03/29/2013 11:19 am ET Updated May 29, 2013

The Supreme Court's Uncharacteristic Caution on Marriage

In the midst of the colorful rally outside the Supreme Court, the unhinged claims of the anti-gay right, and the flood of politicians rushing to embrace marriage equality this week, for those of us following the arguments inside the Court one development stood out above all: the Supreme Court's apparent newfound caution.

Justice Anthony Kennedy, who is expected to cast the Court's swing vote, appeared to be looking for a narrow path to keep the federal government from denying benefits to legally married gay couples without touching on those couples' right to marry in the first place. And after making the bold choice to take two blockbuster cases on the nation's most controversial social issue, the majority of the Justices seemed to be searching for a way to throw one of them -- the challenge to California's Proposition 8 -- out entirely.

This cautious approach to finding constitutional protections for individual rights stands in stark contrast to the conservative majority's usual modus operandi. The Court's majority has, in general, been enthusiastically willing to undermine individual rights that already exist, routinely issuing rulings that strike down decades of jurisprudence and radically redefine our constitutional rights.
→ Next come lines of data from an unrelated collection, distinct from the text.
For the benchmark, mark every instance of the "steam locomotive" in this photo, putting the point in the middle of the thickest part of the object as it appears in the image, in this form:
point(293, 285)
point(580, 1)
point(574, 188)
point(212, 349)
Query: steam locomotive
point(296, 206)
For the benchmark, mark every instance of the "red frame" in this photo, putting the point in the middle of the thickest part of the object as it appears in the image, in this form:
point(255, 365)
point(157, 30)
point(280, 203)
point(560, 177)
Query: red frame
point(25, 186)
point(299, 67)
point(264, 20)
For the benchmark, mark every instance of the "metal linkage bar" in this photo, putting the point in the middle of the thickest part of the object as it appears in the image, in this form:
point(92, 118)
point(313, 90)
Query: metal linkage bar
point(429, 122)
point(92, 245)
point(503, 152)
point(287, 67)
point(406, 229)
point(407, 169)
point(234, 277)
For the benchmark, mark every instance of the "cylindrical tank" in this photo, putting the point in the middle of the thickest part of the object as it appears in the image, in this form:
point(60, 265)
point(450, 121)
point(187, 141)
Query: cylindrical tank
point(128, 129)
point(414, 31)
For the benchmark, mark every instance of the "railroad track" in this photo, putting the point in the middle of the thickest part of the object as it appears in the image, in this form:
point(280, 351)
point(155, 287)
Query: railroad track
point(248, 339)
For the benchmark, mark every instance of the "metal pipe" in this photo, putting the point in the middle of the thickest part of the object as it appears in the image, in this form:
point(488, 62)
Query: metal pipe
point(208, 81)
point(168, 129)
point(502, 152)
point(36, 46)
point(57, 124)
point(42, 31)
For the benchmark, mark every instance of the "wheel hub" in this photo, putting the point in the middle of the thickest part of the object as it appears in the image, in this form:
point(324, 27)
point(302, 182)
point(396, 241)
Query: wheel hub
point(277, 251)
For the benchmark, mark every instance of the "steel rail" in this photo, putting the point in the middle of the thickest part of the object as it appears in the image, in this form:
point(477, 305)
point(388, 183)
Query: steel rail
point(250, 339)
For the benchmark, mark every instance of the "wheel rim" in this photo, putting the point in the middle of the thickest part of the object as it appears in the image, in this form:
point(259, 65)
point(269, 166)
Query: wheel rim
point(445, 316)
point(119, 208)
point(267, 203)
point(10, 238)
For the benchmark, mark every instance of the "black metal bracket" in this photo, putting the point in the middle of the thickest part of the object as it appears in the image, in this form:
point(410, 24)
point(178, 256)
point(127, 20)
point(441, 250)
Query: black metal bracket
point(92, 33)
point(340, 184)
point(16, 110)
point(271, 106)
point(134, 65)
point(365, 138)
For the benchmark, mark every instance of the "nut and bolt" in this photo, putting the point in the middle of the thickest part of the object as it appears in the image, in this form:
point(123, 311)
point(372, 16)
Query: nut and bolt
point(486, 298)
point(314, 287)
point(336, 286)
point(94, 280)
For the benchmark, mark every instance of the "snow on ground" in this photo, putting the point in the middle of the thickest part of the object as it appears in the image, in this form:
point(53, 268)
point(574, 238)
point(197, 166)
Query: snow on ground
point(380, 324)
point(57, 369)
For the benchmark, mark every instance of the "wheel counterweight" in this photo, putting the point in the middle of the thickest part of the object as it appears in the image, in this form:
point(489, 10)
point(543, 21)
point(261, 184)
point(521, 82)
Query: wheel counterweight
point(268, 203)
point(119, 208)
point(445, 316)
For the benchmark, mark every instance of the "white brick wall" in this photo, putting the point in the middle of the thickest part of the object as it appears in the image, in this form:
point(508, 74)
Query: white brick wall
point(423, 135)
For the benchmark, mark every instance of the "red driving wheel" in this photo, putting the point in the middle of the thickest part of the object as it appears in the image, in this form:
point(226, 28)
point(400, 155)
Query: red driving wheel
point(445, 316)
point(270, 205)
While the conservative majority of the Supreme Court seems reluctant to take any great strides affirming the rights of gay people, they have shown no such scruples in stripping the rights of voters, workers, and consumers.

Far from what you might think listening to the marriage equality arguments this week, this court isn't exactly known for its judicial restraint.

The Court, for instance, expressed no regret in bulldozing a century of popularly enacted campaign finance reform laws in 2010's Citizens United. In fact, they hadn't even been asked to do so. The Court's conservative majority was so unsatisfied with the narrow problem that they had been asked to solve that they made the lawyers retry the case so they could strike down a pillar of clean elections law and radically redefine the First Amendment.

The Court didn't seem to care for judicial restraint when it invented a brand new legal principle in order to make it harder for consumers to sue drug companies for inadequate warning labels, or when it dramatically undercut the ability of consumers to file class action lawsuits. Nor was it restrained in the part of the Affordable Care Act decision where the five conservative justices went out of their way to radically restrict Congress' constitutional authority to regulate commerce.

And even in this term, the Court's right-wing majority has signaled its willingness to make sweeping decisions undercutting basic American rights. The Court might strike down the critical Section 5 of the Voting Rights Act if the five conservative justices determine, despite overwhelming evidence to the contrary, that people of color in the covered jurisdictions do not face disproportionate barriers to the right to vote. The same five justices have signaled their willingness to overturn their own recent ruling in order to ban colleges from expanding opportunity for students of color.

The justices may be exceptionally cautious in finding constitutional protections for marriage equality. But in many other areas that affect all of our lives, they have not been nearly as shy.